“You’ve already driven an exploratory shaft. It confirms what I would have guessed from the cinnabar I found. The vein runs clear through. More — the whole mountain is probably fuller of it than a ripe Limburger is full of mould. You might want to cut acres of it away in chunks. But no matter how you work it, you’re practically certain to break through the reservoir that feeds the stream. There’ll be a small but exciting flood, more or less according to how big the source is, and then — no more stream.”
The small pale grey eyes of Dr Julius were like melting marbles behind their thick lenses.
“You must have been a promising student of geology Mr Templar,” he said milkily. “That wasn’t so difficult.”
“Has anything been difficult for you?”
It was dulcet sarcasm of the most treacly kind, but it was also another delicate challenge to go on.
The Saint threw away the stub of his cigarette and lighted another, without hurrying. It was all taking time — time in which Hank Reefe could catch up with his assignment. And that would give the Saint at least one ally within useful distance, and according to his irrepressible arithmetic, leave him almost nothing to cope with himself except four men, a Tommy gun, and a few other items of assorted ordnance.
And there was no reason why he shouldn’t go on talking, as long as Valmon and Julius wanted to listen. He was telling them nothing that they didn’t know already, except how much he knew himself — and they could have used unnecessarily unpleasant methods to try to find that out. But in the circumstances he had no objection to telling them. It was a convenient way of verifying his own deductions — and at the same time he was steadily building up the subtle moral advantage that he had assumed from the first instant, the gnawing doubt in their minds that any man in his position could talk so coolly and cheerfully without having at least one ace up his sleeve. He wanted that idea to germinate in them all by itself...
“It’s all been a most amusing plot,” he murmured. “Valmon makes this strike on his ranch, or somebody makes it for him, but anyway, he’s still a good Heinie under his ten-gallon hat, so the nearest Bund heeler is the first to hear of it — unless Maxie wears that exalted title himself, which is most likely. Anyway, there’s no commotion. There is a little quiet geologising and assaying, and the word goes back to Berlin that this is rich. Awful rich. And one of the things that the Fatherland needs quite badly, to kill a few more un-kultured barbarians with. So badly that the great Dr Julius comes here in person to organise it. Now unfortunately the nasty Jewish-controlled and plutocracketeering United States have passed a lot of unsympathetic embargoes against giving nice little Nazis materials to make fireworks with. But that might be gotten around. This is a pretty deserted part of the world, and a lot of machinery could be quietly brought in, and you could rake up plenty of demobilised Bundsmen with the skill to work it, and get a mine going that nobody else knew anything about — and smuggle the produce out and away to a suitable coast where it could be sneaked on to a freight-carrying submarine and carted off to dear old Deutschland. A very pretty and enterprising scheme, and well worth the trouble when you figure that a lode like this must be good for hundreds of tons of pure mercury. And if I’m not mistaken, mercury is the stuff that makes the detonators that pop off the bombs and shells that your Aryan heroes are distributing to illuminate the beauties of the New Order to the admiring women and children of the world.”

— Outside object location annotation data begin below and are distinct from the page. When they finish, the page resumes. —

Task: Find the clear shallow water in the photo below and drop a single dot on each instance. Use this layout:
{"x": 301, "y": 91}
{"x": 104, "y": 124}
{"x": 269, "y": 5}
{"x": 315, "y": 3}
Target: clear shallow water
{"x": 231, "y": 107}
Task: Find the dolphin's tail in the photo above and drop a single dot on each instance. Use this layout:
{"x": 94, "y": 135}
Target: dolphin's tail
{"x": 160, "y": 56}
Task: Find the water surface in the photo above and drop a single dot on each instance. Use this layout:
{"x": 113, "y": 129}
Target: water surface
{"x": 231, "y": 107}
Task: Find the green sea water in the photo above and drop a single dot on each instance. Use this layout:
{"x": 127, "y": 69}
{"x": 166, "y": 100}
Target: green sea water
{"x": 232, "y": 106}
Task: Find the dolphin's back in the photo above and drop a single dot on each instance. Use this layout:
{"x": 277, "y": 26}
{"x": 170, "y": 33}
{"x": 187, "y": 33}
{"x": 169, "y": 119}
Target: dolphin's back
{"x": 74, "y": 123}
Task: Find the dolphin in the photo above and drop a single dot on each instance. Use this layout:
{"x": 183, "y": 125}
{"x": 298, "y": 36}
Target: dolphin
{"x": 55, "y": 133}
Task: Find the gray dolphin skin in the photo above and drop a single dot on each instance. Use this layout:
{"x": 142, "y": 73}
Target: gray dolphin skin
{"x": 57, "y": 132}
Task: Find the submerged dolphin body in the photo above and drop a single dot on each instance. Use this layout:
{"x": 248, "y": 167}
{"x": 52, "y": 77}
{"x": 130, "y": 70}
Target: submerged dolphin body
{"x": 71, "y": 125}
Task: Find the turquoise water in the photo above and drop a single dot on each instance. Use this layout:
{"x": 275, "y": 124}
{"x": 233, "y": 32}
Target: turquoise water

He had all the confirmation he needed in Max Valmon’s fixed ivorine smile, in the softly perspiring pink attentiveness of Ludwig Julius.
He went on after a moment, with the same hibernal confidence that was holding them at arm’s length almost like a sword in his hand, even though he knew that his dialogue was running out and he was coming to the dizzy end of certainty like a downhill skier racing towards a precipice.